Tem sido uma dolorosa oportunidade de aprendizado descobrir quanto dano e sofrimento puderam causar alguns dos nossos ao abusar de pessoas inocentes e indefesas, assim como nossa negligência em vários casos para atuar adequadamente.

Devemos colocar como objetivo o que disse o Papa Francisco: A Igreja não se cansará de fazer todo o necessário para levar à justiça quem tiver cometido tais crimes, porque os pecados e os crimes das pessoas consagradas adquirem uma conotação ainda mais obscura de infidelidade, de vergonha, e deformam o rosto da Igreja minando sua credibilidade.

Mais concretamente, o que temos aprendido?

No Chile, os jesuítas temos aprendido várias lições de grande importância. Um primeiro aprendizado tem sido aprender a colocar no centro a pessoa abusada, para ouvi-la primeiro, acolhê-la e tentar reparar o dano causado. É preciso colocar-se do lado das vítimas e buscar justiça e reparação.

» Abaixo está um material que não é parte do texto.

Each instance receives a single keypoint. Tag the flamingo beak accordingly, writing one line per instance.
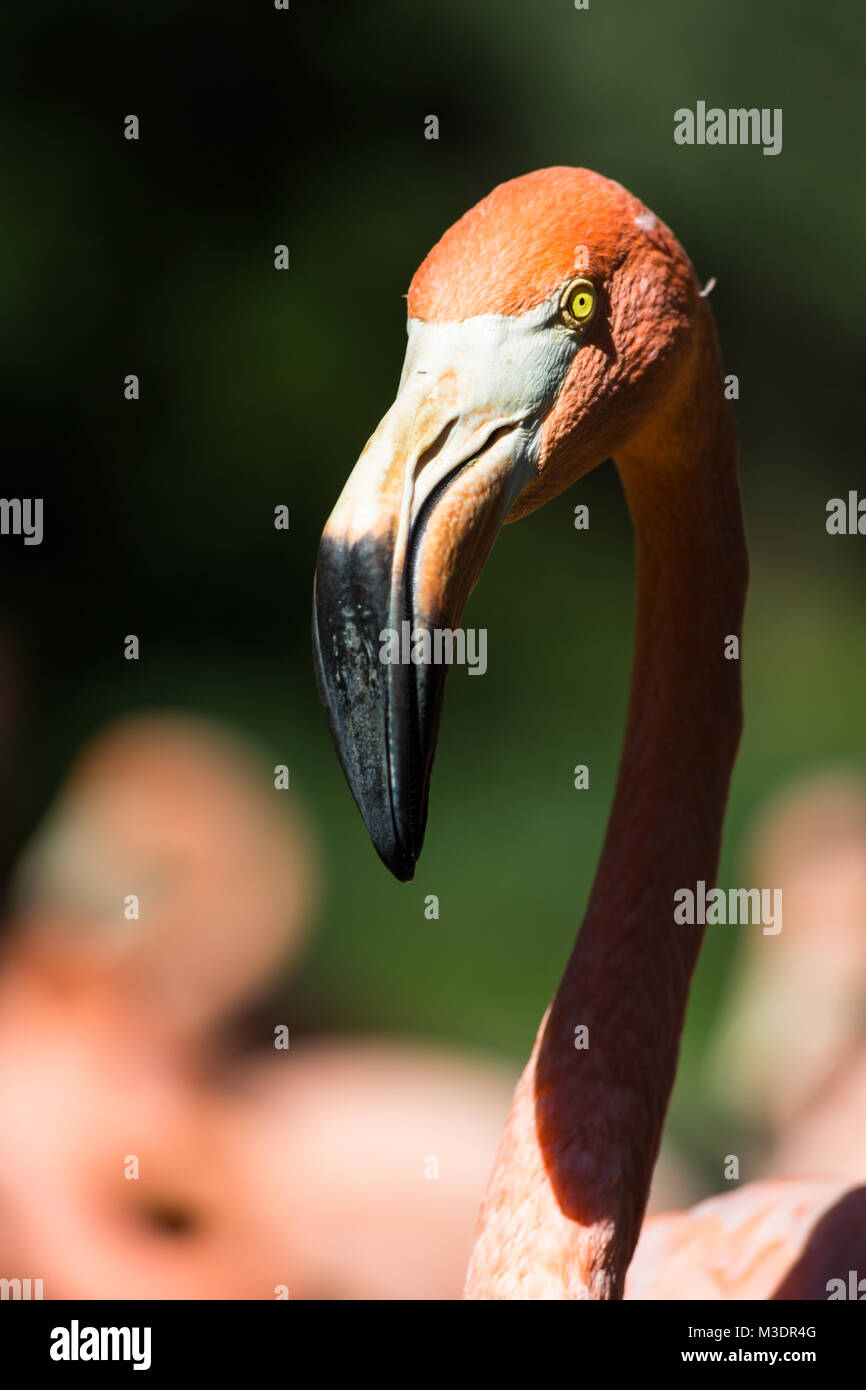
(402, 552)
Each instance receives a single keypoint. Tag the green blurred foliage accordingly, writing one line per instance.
(262, 388)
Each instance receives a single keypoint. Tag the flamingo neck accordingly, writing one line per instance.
(569, 1189)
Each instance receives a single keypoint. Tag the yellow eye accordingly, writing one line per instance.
(578, 302)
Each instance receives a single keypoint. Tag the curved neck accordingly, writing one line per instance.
(569, 1187)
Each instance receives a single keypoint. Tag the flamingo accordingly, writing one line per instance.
(341, 1168)
(555, 324)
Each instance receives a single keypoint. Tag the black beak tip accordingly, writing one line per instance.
(395, 858)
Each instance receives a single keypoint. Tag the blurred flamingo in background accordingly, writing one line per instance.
(555, 324)
(260, 1172)
(790, 1055)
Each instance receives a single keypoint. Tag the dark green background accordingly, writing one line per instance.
(260, 388)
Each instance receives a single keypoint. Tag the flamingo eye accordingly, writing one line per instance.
(578, 303)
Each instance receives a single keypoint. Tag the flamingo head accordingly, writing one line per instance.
(544, 328)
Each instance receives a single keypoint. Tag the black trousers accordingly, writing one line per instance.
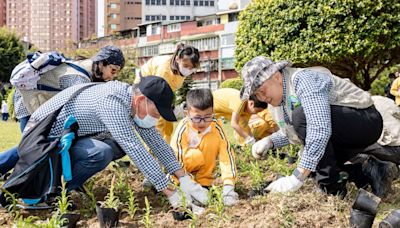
(353, 130)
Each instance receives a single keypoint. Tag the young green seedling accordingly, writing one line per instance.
(146, 220)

Temos aprendido que a dignidade das pessoas, especialmente das mais vulneráveis, vem antes do prestígio, da imagem e da reputação da instituição. Já o reafirmava o Papa Francisco em 24 de fevereiro deste ano, em Roma, ao concluir o encontro sobre a proteção de menores na Igreja: Se na Igreja também se descobre um único caso de abuso – que por si mesmo já representa uma monstruosidade -, este caso será enfrentado com a maior seriedade.

Neste longo processo, temos aprendido a chamar as coisas pelo seu nome, reconhecendo que o abuso sexual é um crime detestável e não uma falha moral. E, ainda mais importante, que não se pode compreender o fenômeno dos abusos sexuais sem considerar o abuso de poder, já que os abusos sexuais são sempre consequência da supremacia ou do controle que exerce uma pessoa sobre outra, aproveitando-se de uma posição de inferioridade ou vulnerabilidade.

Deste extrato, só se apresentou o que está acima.